A multi-lingual text-to-speech AI pipeline supporting real-time audio previews and massive batch conversions on AWS.
Neurative acts as a production hub for content creators requiring instantaneous, high-fidelity voice synthesis across multiple languages and tonal characteristics. The platform supports real-time audio previews for quick iteration, as well as massive batch conversions for audiobook and podcast production. Users select voice profiles, upload scripts, and receive high-bitrate audio files delivered via a global CDN. The system needed to handle hundreds of concurrent users while keeping latency low and costs predictable.
Generating and streaming high-bitrate audio files simultaneously for hundreds of concurrent users was overwhelming the node servers, leading to buffering, crashed conversions, and expensive unoptimized billings. Pumping base64 audio through JSON WebSocket payloads crashed the Node environment under load. Browsers strictly limit Web Audio API contexts without direct user interaction, complicating the preview experience. The client needed a robust architecture that could scale without degrading quality or blowing the OpenAI API budget.
Decoupled the audio processing pipeline from the main thread. Implemented an AWS S3 + CloudFront architecture—OpenAI TTS generates binary, streams directly to S3, and the frontend receives edge-cached CloudFront URLs instead of raw payloads. Engineered an intelligent batch conversion job queue on the Node.js backend to throttle API loads gracefully. Built a Lambda buffer to handle streaming without blocking. Latency dropped by roughly 15x, and the platform now supports non-blocking batch conversions with Stripe-tiered access control.
System architecture and data flow diagrams illustrating the underlying infrastructure and request lifecycle.
| Metric | Requirement | Target |
|---|---|---|
| P99 Latency | < 250ms | < 100ms |
| System Uptime | 99.9% | 99.99% |
| Query Payload | 10k ops/sec | 50k ops/sec |
Building a frontend wrapped around the Web Audio API was extremely demanding. Browsers strictly limit audio contexts without direct user interactions to prevent autoplay spam.

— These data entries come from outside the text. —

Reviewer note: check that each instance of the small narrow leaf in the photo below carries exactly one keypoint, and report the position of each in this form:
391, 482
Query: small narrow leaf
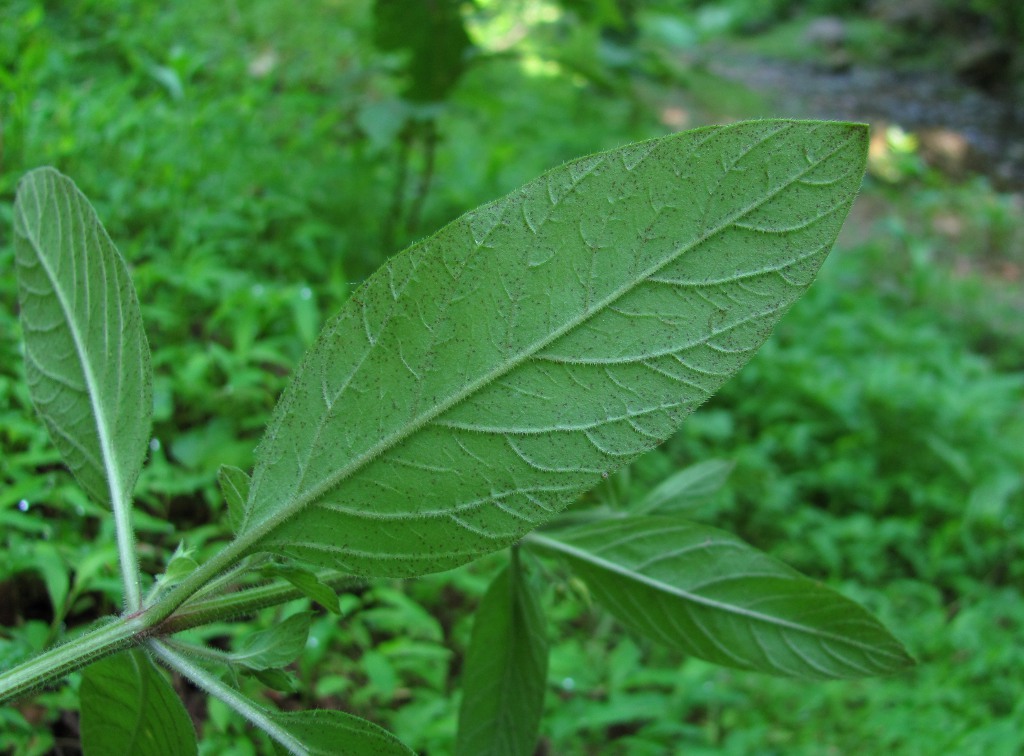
686, 486
484, 378
325, 732
307, 582
506, 670
710, 594
129, 708
274, 646
87, 360
235, 488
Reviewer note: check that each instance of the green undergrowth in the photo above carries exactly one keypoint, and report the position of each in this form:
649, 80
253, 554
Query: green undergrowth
249, 178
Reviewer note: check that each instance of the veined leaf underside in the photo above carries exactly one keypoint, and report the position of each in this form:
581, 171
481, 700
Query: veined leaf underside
87, 360
483, 378
710, 594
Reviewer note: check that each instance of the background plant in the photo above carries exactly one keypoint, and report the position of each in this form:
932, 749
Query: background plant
927, 259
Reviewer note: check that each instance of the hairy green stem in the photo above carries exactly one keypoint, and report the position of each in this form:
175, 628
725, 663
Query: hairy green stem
57, 663
130, 574
245, 706
206, 612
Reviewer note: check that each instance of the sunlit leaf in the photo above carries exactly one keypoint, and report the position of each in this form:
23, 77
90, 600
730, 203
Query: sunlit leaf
87, 360
710, 594
505, 670
129, 708
485, 377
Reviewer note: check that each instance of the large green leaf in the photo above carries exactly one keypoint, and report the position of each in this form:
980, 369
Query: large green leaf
323, 732
485, 377
129, 708
707, 592
505, 671
86, 354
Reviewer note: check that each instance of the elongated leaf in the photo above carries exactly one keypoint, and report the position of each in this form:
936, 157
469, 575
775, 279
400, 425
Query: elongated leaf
330, 732
712, 595
505, 671
485, 377
686, 486
86, 354
129, 708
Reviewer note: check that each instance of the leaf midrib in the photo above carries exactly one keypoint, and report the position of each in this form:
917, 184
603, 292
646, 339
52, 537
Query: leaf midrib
115, 481
598, 561
267, 526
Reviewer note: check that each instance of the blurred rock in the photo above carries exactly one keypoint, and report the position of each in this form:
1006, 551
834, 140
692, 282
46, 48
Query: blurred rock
984, 64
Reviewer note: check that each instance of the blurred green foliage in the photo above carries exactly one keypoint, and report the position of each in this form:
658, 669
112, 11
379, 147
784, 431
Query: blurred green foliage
255, 161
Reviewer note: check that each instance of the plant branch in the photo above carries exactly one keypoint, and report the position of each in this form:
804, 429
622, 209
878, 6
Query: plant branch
57, 663
52, 666
247, 601
130, 574
245, 706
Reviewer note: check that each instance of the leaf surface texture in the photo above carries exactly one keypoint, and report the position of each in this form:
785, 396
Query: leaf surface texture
710, 594
485, 377
129, 708
505, 671
87, 360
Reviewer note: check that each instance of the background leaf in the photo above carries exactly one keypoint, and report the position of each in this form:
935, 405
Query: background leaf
86, 355
710, 594
484, 378
505, 670
275, 646
330, 732
129, 708
685, 487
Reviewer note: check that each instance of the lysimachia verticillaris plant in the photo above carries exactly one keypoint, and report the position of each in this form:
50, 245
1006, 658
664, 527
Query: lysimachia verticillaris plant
465, 394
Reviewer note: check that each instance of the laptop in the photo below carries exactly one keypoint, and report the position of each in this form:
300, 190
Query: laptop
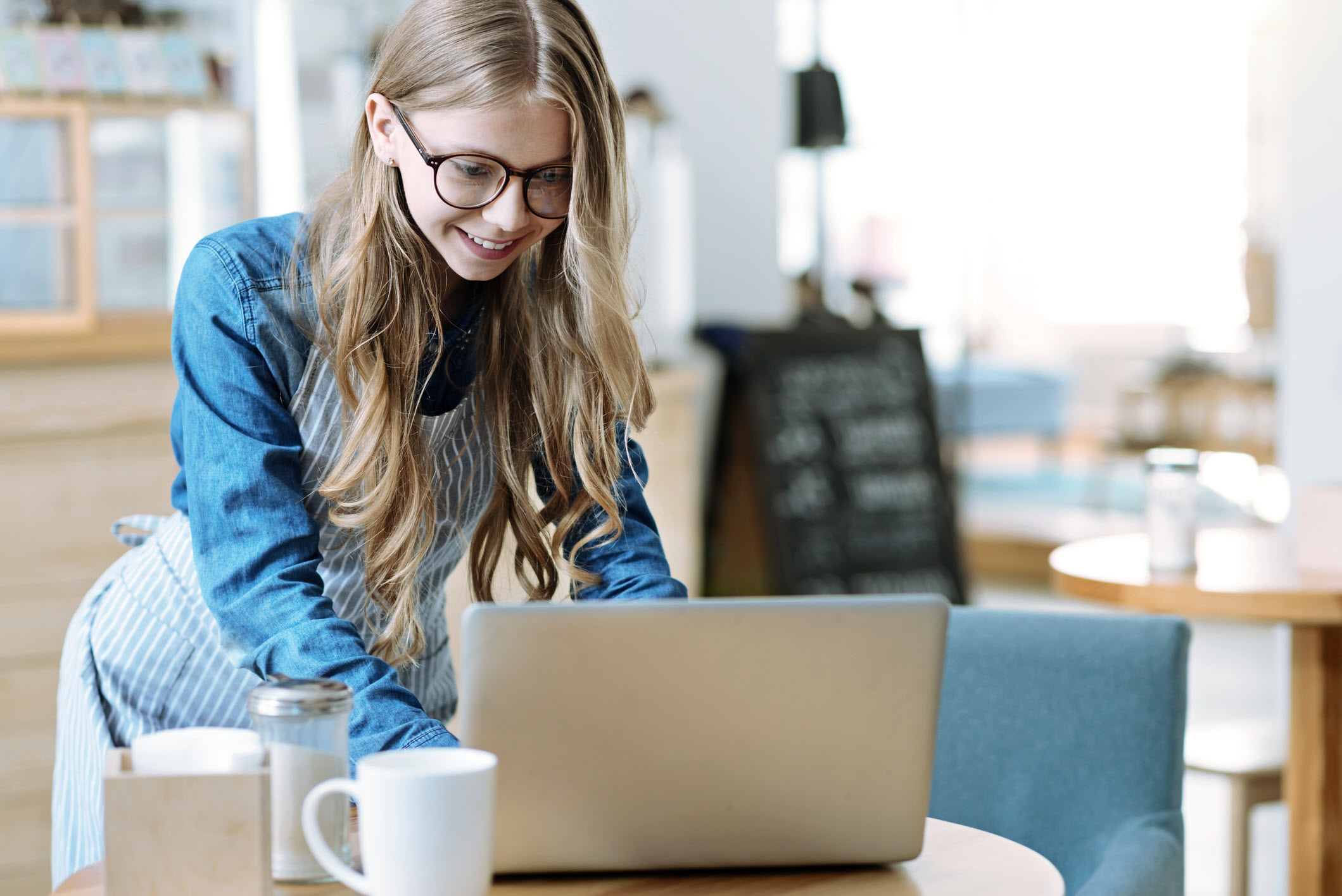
705, 734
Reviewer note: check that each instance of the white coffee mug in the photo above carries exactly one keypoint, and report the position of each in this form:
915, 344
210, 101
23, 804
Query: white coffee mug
426, 823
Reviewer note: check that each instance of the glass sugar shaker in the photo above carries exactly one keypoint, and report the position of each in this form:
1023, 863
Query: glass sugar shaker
1172, 496
305, 728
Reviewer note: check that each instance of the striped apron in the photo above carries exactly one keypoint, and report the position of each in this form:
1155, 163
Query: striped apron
144, 652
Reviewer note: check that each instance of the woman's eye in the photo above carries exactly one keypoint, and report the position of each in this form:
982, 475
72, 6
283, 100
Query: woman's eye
554, 176
469, 169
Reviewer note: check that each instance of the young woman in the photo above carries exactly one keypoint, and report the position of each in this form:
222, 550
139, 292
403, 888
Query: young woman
368, 393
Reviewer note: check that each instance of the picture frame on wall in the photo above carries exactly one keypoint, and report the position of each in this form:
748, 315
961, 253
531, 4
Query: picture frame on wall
19, 61
103, 62
142, 57
61, 61
184, 65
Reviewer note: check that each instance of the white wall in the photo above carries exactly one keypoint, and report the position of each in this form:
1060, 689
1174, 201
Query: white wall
713, 65
1310, 267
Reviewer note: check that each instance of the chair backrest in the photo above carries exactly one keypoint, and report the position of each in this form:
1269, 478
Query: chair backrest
1059, 730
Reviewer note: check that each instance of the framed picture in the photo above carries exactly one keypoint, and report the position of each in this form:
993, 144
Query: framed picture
142, 57
103, 62
61, 61
184, 63
19, 61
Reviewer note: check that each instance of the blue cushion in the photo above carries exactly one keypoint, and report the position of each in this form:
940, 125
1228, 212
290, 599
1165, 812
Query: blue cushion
1065, 733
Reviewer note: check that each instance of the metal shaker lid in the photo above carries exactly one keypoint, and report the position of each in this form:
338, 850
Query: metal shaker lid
1172, 459
285, 697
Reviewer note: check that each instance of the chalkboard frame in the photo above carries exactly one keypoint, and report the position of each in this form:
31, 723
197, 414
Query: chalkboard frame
894, 506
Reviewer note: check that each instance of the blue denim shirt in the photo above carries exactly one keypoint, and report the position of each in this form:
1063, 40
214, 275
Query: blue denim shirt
239, 346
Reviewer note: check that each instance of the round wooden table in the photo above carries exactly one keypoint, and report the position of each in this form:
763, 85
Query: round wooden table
956, 861
1250, 574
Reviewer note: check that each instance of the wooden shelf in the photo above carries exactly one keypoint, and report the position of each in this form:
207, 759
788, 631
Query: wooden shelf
113, 337
73, 325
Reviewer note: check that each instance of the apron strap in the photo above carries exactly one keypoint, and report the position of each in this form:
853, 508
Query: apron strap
148, 524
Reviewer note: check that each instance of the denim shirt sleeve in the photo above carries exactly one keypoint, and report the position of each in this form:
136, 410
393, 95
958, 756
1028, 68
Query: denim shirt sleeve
633, 566
255, 545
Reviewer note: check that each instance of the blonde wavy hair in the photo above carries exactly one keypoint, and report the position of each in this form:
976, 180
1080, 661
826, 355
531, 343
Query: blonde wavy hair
559, 365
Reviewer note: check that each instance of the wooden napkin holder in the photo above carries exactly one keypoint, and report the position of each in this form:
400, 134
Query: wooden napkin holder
191, 835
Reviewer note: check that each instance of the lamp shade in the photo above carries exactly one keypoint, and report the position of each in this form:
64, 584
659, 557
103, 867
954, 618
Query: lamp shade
819, 108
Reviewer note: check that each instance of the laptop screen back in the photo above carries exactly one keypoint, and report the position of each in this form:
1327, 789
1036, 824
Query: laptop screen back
705, 734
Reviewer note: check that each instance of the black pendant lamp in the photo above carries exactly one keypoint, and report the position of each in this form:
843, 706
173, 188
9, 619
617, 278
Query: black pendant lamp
819, 108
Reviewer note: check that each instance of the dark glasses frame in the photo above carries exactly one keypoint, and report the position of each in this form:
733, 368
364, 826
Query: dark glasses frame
435, 161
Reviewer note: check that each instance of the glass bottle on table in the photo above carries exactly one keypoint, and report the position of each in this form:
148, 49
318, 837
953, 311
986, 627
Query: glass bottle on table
1172, 498
305, 728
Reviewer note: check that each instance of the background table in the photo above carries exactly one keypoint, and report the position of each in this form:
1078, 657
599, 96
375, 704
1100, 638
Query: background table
956, 861
1250, 574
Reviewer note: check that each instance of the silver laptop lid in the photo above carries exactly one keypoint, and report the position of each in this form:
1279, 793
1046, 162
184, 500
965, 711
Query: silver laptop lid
705, 734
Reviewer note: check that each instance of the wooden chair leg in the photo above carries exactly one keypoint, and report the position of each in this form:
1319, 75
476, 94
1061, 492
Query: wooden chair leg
1239, 836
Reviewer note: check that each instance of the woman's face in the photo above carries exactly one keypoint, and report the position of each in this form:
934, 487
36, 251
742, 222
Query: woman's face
522, 137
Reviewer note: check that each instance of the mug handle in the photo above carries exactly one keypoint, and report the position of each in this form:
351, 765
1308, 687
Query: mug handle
324, 855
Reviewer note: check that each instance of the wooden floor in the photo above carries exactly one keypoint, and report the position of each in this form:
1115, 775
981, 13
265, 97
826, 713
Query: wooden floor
82, 446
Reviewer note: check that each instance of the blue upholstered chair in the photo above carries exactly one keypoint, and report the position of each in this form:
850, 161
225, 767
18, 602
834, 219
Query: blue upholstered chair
1065, 733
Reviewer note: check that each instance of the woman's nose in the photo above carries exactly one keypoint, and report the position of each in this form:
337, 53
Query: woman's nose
509, 211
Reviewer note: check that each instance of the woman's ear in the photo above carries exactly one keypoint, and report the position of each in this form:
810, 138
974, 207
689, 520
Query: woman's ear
381, 128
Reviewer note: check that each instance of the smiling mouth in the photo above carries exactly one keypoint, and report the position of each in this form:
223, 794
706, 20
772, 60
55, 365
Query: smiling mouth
488, 243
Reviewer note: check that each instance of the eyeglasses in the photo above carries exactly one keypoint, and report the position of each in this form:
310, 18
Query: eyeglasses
471, 180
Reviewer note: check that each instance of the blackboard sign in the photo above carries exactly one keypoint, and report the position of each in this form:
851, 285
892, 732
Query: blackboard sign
847, 474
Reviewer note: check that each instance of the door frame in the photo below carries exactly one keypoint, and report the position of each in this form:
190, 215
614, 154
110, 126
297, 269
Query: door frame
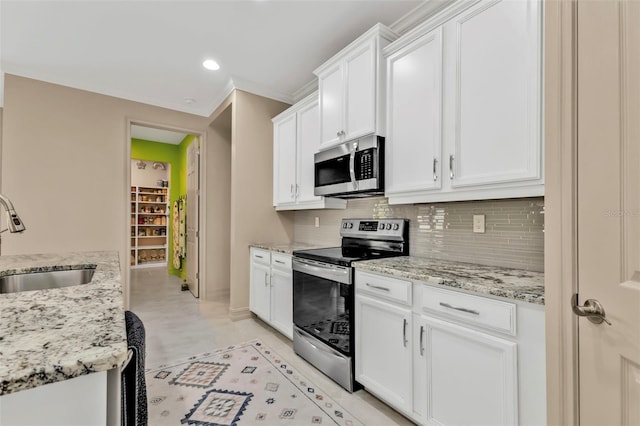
126, 267
560, 242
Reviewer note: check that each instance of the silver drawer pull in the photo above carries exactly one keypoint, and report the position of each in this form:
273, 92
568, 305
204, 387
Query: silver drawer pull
377, 287
469, 311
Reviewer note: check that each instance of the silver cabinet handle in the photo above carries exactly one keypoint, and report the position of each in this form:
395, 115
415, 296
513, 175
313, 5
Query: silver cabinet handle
435, 175
592, 309
457, 308
404, 332
451, 166
377, 287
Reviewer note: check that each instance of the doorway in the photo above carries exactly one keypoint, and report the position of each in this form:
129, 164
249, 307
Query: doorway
164, 204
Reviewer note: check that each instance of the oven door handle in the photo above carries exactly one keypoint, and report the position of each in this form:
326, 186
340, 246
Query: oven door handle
341, 275
308, 337
352, 165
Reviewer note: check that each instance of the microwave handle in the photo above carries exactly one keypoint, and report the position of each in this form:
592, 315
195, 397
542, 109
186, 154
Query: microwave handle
352, 165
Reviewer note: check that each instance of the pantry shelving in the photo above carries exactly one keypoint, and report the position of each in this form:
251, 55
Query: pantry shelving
149, 226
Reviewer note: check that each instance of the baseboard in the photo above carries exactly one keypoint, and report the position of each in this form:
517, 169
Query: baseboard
236, 314
219, 294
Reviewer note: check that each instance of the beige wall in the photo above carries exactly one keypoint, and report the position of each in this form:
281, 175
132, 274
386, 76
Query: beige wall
253, 217
64, 165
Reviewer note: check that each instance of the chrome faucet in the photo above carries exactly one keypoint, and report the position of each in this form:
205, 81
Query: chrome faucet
15, 223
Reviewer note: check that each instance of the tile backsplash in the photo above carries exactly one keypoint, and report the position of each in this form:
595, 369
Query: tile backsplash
514, 229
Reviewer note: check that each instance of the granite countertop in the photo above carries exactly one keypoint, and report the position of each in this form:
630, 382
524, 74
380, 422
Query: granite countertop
288, 248
51, 335
510, 283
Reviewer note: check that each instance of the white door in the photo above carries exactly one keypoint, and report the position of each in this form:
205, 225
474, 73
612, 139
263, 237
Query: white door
494, 79
193, 201
414, 115
282, 301
260, 290
284, 161
331, 106
468, 377
360, 91
383, 350
609, 209
308, 144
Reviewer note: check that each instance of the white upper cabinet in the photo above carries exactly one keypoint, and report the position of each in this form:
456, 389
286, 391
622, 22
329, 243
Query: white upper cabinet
351, 94
414, 115
496, 93
296, 137
464, 105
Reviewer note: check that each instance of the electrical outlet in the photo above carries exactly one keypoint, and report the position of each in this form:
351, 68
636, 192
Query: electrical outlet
478, 223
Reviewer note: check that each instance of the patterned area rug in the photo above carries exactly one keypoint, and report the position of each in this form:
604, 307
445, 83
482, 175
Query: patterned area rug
246, 384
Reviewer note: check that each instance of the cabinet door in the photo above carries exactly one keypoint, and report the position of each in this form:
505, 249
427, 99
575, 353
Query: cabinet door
308, 144
282, 301
284, 161
331, 106
383, 350
260, 290
463, 376
360, 91
414, 116
496, 90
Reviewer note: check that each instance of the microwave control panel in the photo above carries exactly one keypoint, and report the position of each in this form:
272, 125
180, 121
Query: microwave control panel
365, 167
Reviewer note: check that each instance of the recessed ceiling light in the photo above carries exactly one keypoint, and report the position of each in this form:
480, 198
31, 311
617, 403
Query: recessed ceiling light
210, 64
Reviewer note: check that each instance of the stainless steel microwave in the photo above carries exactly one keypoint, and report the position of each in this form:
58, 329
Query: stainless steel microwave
351, 169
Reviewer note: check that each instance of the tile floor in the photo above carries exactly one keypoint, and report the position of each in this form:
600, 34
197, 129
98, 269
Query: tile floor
178, 325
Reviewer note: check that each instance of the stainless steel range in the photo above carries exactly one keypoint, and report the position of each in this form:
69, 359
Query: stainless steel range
323, 295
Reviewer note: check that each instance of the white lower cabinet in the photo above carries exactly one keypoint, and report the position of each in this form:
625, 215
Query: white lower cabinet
382, 335
464, 376
271, 289
445, 357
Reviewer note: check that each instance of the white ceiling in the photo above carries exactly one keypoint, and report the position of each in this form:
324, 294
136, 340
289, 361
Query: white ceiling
156, 135
152, 51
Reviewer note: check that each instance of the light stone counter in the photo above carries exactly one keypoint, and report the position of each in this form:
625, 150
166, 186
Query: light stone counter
284, 248
52, 335
510, 283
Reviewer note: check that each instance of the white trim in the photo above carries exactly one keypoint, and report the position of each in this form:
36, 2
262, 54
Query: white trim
419, 14
306, 90
125, 264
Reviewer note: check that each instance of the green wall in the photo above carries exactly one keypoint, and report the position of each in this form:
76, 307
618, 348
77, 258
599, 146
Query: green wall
171, 154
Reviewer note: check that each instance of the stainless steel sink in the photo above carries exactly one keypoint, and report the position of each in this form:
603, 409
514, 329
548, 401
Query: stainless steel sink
44, 280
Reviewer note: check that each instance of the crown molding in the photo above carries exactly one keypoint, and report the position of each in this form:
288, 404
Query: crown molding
419, 14
305, 90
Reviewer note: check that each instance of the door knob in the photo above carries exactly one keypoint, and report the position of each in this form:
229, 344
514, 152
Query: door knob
592, 309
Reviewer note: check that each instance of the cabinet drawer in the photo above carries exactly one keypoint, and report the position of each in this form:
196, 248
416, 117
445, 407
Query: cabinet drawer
281, 261
480, 311
384, 287
260, 256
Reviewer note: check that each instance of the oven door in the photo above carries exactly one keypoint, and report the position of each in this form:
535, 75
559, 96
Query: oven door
323, 302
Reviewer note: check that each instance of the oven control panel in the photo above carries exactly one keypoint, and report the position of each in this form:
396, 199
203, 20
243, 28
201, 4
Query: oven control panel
373, 228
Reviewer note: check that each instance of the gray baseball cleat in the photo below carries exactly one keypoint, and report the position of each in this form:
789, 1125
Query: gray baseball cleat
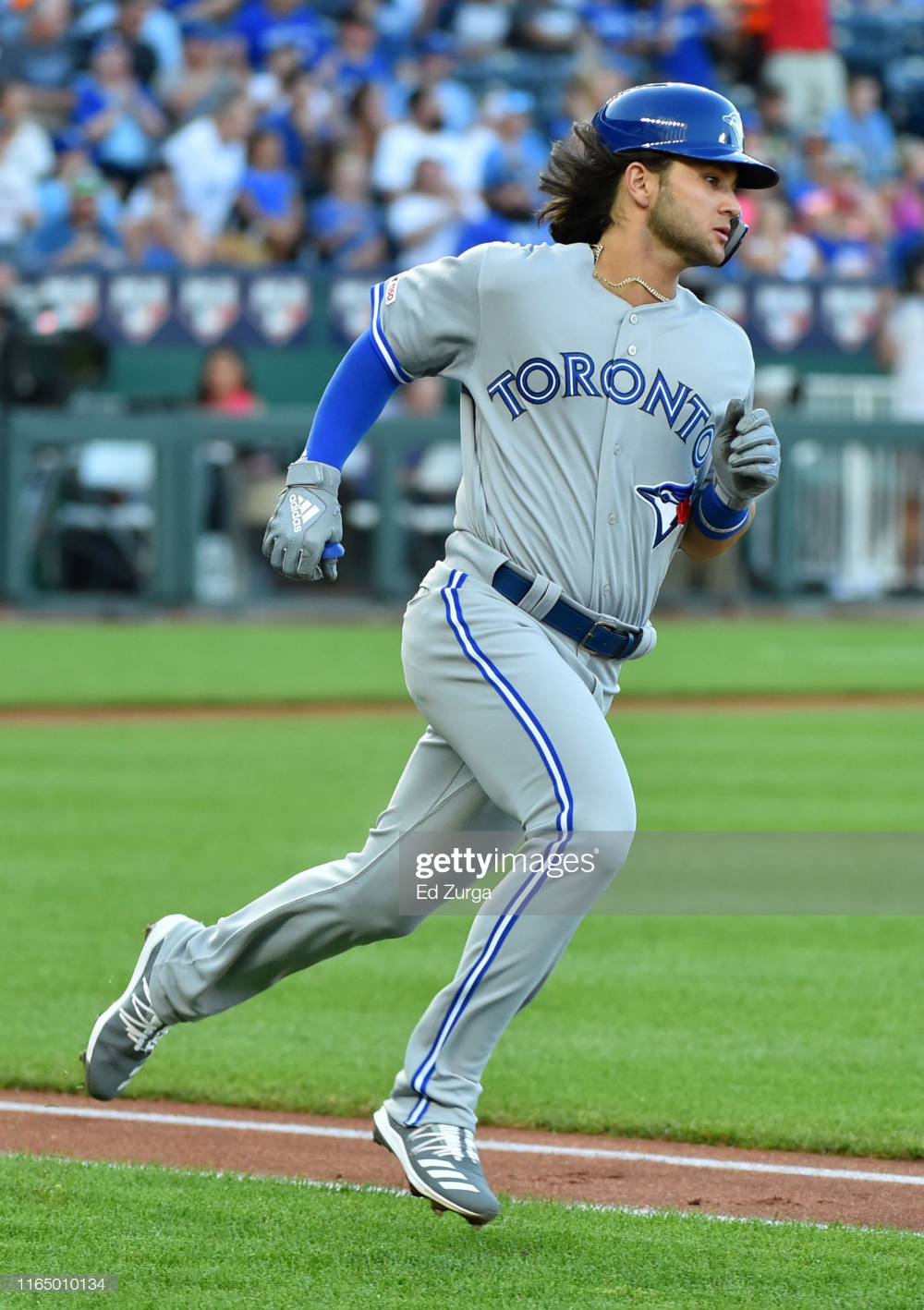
125, 1035
442, 1163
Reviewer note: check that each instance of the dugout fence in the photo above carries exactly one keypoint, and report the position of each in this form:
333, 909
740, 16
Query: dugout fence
168, 508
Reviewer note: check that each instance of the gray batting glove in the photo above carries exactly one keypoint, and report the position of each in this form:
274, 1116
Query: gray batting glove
303, 536
745, 456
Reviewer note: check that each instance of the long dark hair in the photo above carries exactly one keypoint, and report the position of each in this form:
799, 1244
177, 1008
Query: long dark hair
582, 185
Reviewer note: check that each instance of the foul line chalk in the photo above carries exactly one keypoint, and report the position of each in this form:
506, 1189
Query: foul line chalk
252, 1125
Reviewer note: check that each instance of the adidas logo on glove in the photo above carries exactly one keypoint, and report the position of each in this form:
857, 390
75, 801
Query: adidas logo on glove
303, 511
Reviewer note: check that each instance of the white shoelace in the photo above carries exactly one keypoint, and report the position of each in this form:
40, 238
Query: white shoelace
143, 1027
444, 1140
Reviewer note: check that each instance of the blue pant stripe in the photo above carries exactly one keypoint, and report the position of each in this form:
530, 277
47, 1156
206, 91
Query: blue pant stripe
529, 890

The heaviest engineering problem wasn't even the UI, it was managing the raw binary data. Pumping base64 audio directly through JSON websocket payloads crashed the entire Node environment under load.
The fix was an elegant 'Lambda Buffer'. We let OpenAI TTS generate the binary, streamed it directly to an S3 object, and handed the React frontend an edge-cached Cloudfront URL instead. Latency dropped by roughly 15x instantly.
Never transmit raw binary payloads directly through standard HTTP REST objects. Use presigned URLs for large asset streaming.
Strict tracking of OpenAI API usages mapped back to the user's stripe subscription is essential to prevent billing leaks.